No peito bate um vazio
Na manhã desta segunda-feira, sem que eu soubesse de nada, ele foi embora. E com ele, levou minha filha.
Em mais um ato canalha e covarde, ele ainda orquestrou o sequestro dela. Nada posso fazer além de chorar.
Sou alcoólatra. Estou desempregada. Passei a maior parte da minha vida morando entre uma calçada e outra.
Em que mundo eu ganharia a guarda da minha filha?
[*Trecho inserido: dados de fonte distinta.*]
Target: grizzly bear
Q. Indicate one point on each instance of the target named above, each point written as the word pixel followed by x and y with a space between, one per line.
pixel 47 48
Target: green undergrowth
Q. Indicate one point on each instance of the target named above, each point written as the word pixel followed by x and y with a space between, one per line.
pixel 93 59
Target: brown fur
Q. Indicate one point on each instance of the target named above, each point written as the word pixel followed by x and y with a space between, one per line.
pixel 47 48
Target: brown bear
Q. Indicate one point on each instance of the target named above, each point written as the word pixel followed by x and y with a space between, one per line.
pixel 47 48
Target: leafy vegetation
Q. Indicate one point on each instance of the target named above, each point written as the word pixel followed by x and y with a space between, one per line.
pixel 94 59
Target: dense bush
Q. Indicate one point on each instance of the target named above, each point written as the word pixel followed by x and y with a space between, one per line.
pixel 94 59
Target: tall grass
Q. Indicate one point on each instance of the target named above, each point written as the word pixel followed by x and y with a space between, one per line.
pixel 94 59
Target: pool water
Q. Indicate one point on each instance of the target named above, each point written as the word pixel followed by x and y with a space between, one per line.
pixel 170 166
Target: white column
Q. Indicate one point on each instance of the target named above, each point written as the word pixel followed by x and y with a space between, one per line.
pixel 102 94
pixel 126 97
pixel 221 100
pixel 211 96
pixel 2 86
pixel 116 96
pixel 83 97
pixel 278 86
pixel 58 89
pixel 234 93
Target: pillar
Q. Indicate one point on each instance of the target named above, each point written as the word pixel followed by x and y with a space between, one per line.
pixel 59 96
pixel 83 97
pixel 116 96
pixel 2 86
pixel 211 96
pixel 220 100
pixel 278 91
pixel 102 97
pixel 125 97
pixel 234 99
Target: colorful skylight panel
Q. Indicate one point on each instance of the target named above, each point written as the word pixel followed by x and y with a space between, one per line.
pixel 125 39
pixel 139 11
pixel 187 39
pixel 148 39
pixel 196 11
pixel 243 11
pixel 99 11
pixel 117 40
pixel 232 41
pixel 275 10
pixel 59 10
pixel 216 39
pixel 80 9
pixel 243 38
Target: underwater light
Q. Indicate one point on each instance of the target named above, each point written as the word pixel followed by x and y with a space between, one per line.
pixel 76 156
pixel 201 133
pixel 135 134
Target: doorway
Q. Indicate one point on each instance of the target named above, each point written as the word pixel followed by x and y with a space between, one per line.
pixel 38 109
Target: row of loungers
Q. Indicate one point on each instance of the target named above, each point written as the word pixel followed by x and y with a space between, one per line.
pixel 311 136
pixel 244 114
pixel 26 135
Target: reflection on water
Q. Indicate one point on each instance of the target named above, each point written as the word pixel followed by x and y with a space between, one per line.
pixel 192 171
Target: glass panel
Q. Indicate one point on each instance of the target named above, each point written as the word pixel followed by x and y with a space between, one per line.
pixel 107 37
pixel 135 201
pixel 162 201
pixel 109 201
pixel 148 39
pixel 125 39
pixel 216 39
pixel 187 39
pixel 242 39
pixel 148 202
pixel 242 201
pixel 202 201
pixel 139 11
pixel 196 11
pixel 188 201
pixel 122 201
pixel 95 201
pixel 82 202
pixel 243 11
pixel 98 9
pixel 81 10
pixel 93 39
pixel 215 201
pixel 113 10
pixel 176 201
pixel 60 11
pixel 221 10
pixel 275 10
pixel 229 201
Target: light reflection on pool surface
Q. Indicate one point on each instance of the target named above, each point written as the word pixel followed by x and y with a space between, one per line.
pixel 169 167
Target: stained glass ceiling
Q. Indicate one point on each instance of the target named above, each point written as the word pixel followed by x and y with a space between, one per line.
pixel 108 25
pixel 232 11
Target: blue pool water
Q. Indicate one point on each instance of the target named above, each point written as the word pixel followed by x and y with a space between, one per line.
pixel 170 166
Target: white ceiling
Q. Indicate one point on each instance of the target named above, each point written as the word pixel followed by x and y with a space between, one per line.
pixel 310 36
É um jogo perdido. E agora? Que rumo devo tomar na vida?
O único fio que me segurava aqui acabou de se romper.
Vago pelas ruas na esperança de reencontrar minha filha.
Bêbada, ando meio quarteirão por dia. Quando paro, minha mente tenta me trazer de volta à lucidez.
É difícil para mim viver sóbria, porque, ao ficar sóbria, sou levada a verdades que me machucam demais.
A realidade é dura demais para mim.
Preciso me manter afastada dela — e, alcoolizada, é o melhor que posso fazer por mim mesma.
Nos meus poucos dias de sobriedade, martela no meu peito a dor de não ter conseguido ser mãe.
A culpa por ter me deixado levar pelo alcoolismo me consome.
Quem sou eu além de uma andarilha? A noite mal chegou e cá estou, completamente bêbada.
Há uma tristeza pairando no ar — bem mais poderosa do que em outras vezes.
Desta vez, até alcoolizada consigo senti-la.
Ela rasga o meu peito com um vazio descomunal.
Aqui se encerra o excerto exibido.